The main goal of bioinformatics aims toward better understanding of living cells and how it functions at the molecular level. Besides being essential for basic genomic and molecular biology research, bioinformatics plays a pivotal role on many areas of biotechnology and biomedical sciences [3]. In this aspect, bioinformatics play a vital role in designing of novel drugs. The interactions between protein and ligand investigated computationally provide rational basis for rapidly identifying novel synthetic drugs [4]. Information available regarding the 3D structure of proteins makes it easier to design molecule in such a way that they are capable of binding to the receptor site of a target protein with great affinity and specificity. Consequently, it significantly reduces time and cost necessary to develop drugs with higher potency, fewer side effects, and less toxicity than using the traditional trial-and-error approach.

This field of computational study has also reduced the sacrifice of animals in research. Nowadays, the number of potential drug candidate molecules is increasing with the use of computational simulation and informatics methods. These methods help in reducing the number of animals sacrificed in drug discovery process [5]. By efficient use of existing knowledge, computational studies have also helped in reducing the number of animal experiments which is required in basic biological sciences [6].
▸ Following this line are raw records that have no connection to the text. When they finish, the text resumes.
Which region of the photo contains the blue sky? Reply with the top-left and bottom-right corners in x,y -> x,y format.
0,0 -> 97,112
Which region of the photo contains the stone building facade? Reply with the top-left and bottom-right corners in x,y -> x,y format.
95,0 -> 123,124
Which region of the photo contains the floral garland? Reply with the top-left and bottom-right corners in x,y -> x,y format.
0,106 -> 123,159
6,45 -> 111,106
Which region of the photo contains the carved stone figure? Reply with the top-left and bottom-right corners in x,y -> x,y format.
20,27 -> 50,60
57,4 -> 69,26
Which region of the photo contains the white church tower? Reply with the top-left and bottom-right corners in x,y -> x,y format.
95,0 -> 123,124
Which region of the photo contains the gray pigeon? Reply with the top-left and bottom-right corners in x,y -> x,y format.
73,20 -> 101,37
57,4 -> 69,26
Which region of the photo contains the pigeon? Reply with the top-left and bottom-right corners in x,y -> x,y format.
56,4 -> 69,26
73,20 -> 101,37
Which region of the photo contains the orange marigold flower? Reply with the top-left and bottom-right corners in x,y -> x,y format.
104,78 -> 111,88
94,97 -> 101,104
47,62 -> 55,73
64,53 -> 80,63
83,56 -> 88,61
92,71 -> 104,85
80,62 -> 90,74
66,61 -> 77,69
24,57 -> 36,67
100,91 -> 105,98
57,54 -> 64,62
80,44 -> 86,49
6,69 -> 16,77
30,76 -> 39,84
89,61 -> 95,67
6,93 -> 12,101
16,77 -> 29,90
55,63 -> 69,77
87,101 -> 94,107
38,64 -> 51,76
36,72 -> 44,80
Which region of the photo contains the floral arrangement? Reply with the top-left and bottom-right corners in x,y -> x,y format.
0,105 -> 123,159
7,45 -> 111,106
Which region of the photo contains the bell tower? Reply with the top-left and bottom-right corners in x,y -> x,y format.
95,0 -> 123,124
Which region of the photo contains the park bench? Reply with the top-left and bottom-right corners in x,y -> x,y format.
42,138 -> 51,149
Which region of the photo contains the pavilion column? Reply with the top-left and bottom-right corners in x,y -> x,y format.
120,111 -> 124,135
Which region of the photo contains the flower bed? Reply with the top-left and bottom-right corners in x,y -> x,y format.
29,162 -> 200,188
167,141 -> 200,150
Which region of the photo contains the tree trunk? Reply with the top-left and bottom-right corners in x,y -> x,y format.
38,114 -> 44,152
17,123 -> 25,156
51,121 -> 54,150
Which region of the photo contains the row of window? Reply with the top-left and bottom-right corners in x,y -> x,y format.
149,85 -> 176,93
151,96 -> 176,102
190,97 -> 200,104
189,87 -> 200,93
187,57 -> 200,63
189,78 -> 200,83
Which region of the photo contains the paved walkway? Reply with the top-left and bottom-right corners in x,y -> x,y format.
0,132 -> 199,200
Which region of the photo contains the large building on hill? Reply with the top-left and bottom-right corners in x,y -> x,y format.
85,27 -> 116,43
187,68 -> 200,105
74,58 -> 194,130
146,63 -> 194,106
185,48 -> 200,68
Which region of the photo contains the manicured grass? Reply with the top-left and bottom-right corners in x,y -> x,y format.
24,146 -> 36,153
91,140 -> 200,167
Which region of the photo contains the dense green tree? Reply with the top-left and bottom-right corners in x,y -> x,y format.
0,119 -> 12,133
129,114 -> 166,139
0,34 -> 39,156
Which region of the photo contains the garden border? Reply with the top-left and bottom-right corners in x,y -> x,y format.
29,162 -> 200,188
Bioinformatics tools are now appreciably used for developing novel drugs, leading to a new variety of research. Discovery and development of a new drug is generally very complex process consuming a whole lot of time and resources. So, bioinformatics techniques in designing tools are now broadly used so as to growth the efficiency of designing and developing a novel synthetic drug [4]. Drug discovery is the method of identifying, validating a disease target, followed by designing a chemical compound which can interact with that target resulting in inhibition of biological response which increases the rate of the disease. All these processes can be supported by various computational tools and methodology. Some of the factors which need to be observed during identification of the drug target are sequences of protein and nucleotide, mapping information, functional prediction, and data of protein and gene expression. Bioinformatics tools have helped in collecting the information of all these factors leading to the development of primary and secondary databases of nucleic acid sequences, protein sequences, and structures. Some of the commonly used databases include GenBank, SWISS-PROT, PDB, PIR, SCOP, and CATH. These databases have become indispensable tools to accumulate information regarding disease target. Databases like PubChem and ChemFaces provide structural and biological information of known drug like compounds which helps to identify the drug target for designing drug in research field [7]. These databases help in saving time, money, and efforts of the researchers.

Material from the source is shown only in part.